Regards méduséens de femmes-sphinges : l’art de voir dans l’oeuvre de Dante Gabriel Rossetti

Laurence Roussillon-Constanty, Méduse au miroir. Esthétique romantique de Dante Gabrile Rossetti, Grenoble, Ellug, coll. « Biblioth. stendhalienne et romantique », 2008.

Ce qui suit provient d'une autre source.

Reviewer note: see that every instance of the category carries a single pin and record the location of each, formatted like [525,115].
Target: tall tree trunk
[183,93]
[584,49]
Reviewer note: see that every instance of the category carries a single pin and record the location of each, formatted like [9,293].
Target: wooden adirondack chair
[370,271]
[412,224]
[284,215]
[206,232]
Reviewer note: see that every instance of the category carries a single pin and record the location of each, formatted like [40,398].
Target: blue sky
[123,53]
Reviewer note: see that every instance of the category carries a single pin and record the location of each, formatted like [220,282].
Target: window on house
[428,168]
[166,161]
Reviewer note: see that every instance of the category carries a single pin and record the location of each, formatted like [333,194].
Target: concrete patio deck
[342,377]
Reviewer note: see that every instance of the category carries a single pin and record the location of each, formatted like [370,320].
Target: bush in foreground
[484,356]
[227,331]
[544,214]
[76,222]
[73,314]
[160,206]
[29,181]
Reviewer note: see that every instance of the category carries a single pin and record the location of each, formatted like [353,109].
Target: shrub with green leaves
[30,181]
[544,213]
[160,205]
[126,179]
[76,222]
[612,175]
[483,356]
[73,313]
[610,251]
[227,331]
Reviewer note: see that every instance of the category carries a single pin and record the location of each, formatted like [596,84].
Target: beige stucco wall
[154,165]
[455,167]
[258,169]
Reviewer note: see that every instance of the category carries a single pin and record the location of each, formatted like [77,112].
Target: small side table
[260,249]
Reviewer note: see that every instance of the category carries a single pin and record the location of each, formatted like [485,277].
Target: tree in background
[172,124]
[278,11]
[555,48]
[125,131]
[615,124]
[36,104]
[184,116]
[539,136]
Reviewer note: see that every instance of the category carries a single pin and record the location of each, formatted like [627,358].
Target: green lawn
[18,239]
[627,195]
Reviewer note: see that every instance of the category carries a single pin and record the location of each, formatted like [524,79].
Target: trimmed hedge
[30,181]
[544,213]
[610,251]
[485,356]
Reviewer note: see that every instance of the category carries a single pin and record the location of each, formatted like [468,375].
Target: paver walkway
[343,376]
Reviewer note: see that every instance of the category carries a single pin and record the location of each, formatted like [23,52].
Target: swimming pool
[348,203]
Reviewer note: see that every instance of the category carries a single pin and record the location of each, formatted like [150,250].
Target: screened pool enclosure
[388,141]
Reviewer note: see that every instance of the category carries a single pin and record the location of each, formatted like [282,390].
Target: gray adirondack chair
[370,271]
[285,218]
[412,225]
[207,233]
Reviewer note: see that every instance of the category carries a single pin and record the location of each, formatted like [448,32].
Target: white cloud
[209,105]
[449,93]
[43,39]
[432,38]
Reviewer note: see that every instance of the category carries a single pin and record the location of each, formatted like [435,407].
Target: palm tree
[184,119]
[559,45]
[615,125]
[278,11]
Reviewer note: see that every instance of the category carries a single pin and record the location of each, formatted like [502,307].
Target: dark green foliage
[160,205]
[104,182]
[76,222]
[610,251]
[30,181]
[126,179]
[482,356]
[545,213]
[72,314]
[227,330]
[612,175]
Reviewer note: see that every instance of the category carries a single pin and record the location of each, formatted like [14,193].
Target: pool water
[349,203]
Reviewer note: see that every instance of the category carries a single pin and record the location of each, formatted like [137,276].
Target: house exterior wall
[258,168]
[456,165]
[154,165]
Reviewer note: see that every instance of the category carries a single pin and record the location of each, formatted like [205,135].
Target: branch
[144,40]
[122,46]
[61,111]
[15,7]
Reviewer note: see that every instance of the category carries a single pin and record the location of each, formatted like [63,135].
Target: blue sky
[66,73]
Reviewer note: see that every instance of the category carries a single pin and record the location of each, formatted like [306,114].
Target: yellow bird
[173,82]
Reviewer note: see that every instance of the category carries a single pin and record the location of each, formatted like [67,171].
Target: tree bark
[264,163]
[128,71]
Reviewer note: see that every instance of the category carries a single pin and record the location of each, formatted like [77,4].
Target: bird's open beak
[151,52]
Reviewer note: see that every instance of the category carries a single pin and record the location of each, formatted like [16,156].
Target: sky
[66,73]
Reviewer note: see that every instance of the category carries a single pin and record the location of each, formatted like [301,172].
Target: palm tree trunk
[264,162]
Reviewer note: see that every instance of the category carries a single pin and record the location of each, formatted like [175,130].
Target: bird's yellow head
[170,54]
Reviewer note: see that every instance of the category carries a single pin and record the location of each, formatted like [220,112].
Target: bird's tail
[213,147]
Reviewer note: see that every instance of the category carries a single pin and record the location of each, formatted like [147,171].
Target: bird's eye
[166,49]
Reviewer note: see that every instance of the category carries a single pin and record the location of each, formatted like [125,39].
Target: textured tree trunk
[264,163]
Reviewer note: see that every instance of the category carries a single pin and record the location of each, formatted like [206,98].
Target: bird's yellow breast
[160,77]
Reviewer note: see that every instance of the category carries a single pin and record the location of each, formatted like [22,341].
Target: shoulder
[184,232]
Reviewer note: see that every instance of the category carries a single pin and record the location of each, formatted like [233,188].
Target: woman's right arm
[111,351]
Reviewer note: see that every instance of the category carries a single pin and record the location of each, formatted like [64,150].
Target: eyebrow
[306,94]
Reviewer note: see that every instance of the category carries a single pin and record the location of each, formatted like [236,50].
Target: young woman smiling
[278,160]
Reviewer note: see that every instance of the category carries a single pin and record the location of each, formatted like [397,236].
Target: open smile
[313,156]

1Regards scrutateurs, inquisiteurs, qui semblent sonder l’âme de celui qui regarde et qui, à son tour, interroge ces femmes mystérieuses dont il désire pénétrer les pensées, déchirer le voile de silence, violer les bouches impénétrables. C’est sur cette circularité des regards entre le peintre voyant et voyeur qui donne à voir sa re-présentation du monde, le modèle regardé et regardant et le spectateur épié en train d’observer que Laurence Roussillon-Constanty construit une passionnante interprétation de la peinture mais aussi de la poésie rossettiennes. Se fondant sur un sonnet intitulé Aspecta Medusa, dont elle fait en somme la clef de sol de son étude, l’auteur dévoile les modulations picturales et poétiques d’une mélodie du regard : « Par rapport à une approche chronologique qui, dans le cas de Rossetti, mènerait à une vision éclatée des influences de sa jeunesse et à un examen séparé de la peinture et de la poésie, examiner ces diverses sources d’inspiration sous l’angle de la vision permet de faire la part des influences passagères de celles qui déterminèrent la voie dans laquelle Rossetti s’engage à partir de 1850. Inaugurée par le préraphaëlisme, cette nouvelle voie est celle de la vision ».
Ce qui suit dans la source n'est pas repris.